The book is a thriller about an elite CIA agent chasing a shadowy international group of assassins. But Tuesday, publisher Little, Brown & Co. recalled all 6,500 copies of the novel on the grounds that passages were "lifted" from other books. One sharp-eyed observer says he had identified at least 13 novels with similar material.
[...]
On the first page of chapter one of "Assassin" is this paragraph: "The boxy, sprawling Munitions Building which sat near the Washington Monument and quietly served as I-Division's base of operations was a study in monotony. Endless corridors connecting to endless corridors. Walls a shade of green common to bad cheese and fruit. Forests of oak desks separated down the middle by rows of tall columns, like concrete redwoods, each with a number designating a particular work space."

In the book "Body of Secrets: Anatomy of the Ultra-Secret National Security Agency" by James Bamford is this: "In June 1930, the boxy, sprawling Munitions Building, near the Washington Monument, was a study in monotony. Endless corridors connecting to endless corridors. Walls a shade of green common to bad cheese and fruit. Forests of oak desks separated down the middle by rows of tall columns, like concrete redwoods, each with a number designating a particular workspace."

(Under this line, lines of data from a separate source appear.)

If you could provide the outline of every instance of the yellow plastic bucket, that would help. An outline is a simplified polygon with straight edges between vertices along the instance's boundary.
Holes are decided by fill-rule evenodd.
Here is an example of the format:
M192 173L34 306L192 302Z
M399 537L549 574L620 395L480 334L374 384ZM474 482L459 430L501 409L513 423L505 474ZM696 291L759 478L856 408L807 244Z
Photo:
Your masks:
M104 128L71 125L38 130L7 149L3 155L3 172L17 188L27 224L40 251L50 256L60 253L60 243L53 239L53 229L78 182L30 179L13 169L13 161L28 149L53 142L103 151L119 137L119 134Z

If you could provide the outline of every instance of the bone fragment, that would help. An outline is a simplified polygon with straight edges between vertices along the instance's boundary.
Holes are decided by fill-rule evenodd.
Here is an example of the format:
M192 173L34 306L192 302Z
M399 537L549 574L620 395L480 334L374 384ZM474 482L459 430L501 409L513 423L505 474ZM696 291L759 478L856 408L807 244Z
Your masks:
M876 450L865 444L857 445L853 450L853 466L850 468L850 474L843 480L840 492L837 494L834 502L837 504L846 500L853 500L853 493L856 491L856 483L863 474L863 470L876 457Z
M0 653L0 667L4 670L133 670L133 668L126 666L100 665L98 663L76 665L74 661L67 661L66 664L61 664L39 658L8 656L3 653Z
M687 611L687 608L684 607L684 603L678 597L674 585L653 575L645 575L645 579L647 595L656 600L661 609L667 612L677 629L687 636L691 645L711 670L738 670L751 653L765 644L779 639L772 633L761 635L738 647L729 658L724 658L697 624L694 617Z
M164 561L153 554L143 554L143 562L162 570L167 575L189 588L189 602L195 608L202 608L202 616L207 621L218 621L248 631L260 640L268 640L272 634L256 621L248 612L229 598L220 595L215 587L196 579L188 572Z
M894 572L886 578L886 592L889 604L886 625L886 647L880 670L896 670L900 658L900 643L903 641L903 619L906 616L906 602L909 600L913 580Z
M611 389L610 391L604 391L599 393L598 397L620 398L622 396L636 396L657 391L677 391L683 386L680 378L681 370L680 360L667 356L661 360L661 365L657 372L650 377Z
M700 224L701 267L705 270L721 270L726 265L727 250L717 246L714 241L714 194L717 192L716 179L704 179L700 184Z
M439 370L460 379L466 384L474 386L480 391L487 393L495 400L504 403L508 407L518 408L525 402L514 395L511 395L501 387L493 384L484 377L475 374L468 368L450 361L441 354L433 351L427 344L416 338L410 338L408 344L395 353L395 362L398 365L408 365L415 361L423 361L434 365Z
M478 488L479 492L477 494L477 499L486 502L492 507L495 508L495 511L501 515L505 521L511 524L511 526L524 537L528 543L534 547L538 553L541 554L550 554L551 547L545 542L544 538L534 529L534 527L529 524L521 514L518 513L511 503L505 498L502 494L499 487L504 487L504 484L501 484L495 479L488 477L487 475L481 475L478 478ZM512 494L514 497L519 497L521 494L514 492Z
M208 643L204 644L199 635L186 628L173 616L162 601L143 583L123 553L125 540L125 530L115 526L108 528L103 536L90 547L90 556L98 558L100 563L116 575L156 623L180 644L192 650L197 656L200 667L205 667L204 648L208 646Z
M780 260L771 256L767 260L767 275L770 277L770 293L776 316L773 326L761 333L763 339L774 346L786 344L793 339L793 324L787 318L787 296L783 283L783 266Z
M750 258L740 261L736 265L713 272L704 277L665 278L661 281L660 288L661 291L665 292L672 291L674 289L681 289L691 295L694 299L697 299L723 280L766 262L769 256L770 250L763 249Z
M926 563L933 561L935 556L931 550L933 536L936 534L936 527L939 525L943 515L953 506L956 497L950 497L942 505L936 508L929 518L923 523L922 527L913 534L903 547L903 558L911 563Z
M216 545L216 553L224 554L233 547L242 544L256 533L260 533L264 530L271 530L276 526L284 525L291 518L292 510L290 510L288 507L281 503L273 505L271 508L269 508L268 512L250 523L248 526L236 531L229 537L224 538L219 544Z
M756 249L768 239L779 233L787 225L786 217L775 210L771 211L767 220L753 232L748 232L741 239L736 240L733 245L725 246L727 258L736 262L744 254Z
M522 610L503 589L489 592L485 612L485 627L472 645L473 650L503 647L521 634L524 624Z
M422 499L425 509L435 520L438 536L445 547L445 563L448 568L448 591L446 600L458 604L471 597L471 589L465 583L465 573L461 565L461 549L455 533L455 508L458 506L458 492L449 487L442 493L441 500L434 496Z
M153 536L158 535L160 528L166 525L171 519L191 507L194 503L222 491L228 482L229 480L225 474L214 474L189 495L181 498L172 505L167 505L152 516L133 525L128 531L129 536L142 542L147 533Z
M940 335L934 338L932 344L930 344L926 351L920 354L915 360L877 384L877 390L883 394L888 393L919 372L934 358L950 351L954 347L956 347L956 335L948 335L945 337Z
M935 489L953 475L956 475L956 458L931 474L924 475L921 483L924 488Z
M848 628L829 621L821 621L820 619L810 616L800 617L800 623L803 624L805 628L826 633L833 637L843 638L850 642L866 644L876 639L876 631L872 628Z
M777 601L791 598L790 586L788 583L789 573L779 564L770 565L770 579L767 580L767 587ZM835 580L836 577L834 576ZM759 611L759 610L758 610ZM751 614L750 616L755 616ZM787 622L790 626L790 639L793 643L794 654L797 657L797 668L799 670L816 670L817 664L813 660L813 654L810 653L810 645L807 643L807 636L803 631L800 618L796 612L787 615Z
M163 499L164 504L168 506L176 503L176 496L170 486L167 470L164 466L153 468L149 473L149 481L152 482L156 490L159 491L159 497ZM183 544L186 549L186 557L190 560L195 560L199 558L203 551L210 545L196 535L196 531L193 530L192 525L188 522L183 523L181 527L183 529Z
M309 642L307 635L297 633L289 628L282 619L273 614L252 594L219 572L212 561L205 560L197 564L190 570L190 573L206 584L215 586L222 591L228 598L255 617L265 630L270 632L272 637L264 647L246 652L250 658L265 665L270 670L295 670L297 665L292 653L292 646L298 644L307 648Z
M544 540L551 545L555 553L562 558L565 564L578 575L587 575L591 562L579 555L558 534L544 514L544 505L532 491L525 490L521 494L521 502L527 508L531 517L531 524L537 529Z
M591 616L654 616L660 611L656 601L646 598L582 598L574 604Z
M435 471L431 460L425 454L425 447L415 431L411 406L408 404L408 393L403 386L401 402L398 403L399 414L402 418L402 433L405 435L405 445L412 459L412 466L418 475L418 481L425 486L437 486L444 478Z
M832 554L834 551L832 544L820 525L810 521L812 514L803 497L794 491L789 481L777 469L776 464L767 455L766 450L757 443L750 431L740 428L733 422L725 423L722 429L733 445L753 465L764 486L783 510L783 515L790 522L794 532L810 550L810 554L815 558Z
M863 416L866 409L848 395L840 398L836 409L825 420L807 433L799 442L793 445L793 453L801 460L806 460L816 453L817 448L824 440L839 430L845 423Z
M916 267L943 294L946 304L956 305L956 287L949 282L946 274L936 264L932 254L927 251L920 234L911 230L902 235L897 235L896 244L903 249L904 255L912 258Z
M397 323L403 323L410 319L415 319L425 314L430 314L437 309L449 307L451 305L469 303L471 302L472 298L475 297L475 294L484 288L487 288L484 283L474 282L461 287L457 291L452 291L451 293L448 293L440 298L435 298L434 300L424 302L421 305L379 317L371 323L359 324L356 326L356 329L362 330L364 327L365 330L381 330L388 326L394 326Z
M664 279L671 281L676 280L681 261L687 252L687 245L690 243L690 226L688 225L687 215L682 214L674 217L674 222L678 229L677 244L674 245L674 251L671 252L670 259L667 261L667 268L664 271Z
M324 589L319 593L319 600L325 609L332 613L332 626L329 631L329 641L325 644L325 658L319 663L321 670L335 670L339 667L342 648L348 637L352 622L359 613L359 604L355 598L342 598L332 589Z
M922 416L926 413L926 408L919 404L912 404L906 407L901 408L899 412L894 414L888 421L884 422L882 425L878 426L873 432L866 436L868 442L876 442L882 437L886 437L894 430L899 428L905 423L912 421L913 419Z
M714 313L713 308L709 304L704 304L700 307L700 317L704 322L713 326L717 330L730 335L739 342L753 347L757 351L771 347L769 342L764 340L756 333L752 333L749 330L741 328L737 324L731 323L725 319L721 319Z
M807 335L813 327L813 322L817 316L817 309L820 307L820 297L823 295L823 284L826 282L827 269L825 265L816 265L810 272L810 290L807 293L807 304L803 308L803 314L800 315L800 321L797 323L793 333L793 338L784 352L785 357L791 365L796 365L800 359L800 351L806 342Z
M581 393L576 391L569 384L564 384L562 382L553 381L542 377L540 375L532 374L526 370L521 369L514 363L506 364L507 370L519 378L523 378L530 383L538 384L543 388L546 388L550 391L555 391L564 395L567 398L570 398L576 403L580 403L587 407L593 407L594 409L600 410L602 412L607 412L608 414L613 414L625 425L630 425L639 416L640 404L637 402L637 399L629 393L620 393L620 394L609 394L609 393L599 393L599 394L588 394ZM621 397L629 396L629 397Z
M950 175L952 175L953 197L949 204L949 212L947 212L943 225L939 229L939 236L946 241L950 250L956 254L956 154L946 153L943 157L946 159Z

Thirteen passages (at least) of that kind of straight theft is most definitely plagiarism.* I don't see how it could possibly happen unconsciously. There again, until last year, I didn't believe any plagiarism could happen unconsciously. But then I realised I'd done it. This kind of utterly unconscious borrowing is apparently known as cryptomnesia. (Thanks to @BuffySquirrel for the word.)

My borrowing was tiny in comparison--a matter of two images from the same poem--and I caught it long before publication. But it scared me rigid: I imagined just this kind of public crucifixion. I fretted for quite a while.

I relaxed gradually, and thought I'd put the matter to rest. But this case has put me on alert again. I don't much fancy the notion of obsessively plugging successive 10,000 word chunks of Hild into a Google search box, just so I can relax. Does anyone know a more efficient way to check a manuscript?

ETA: I checked out iThenticate, the version of Turnitin for individual authors. It costs $50 per submission. A submission is 25k words. That would end up costing me around $400 for Hild, which I think is ridiculous. I'll keep looking. Sigh.

* It turns out to be way, way more than that. Over at Reluctant Habits, Edward Champion turns up literally dozens of serious steals by Markham/Rowan in the first 35 pages of the book. It's truly mind-boggling.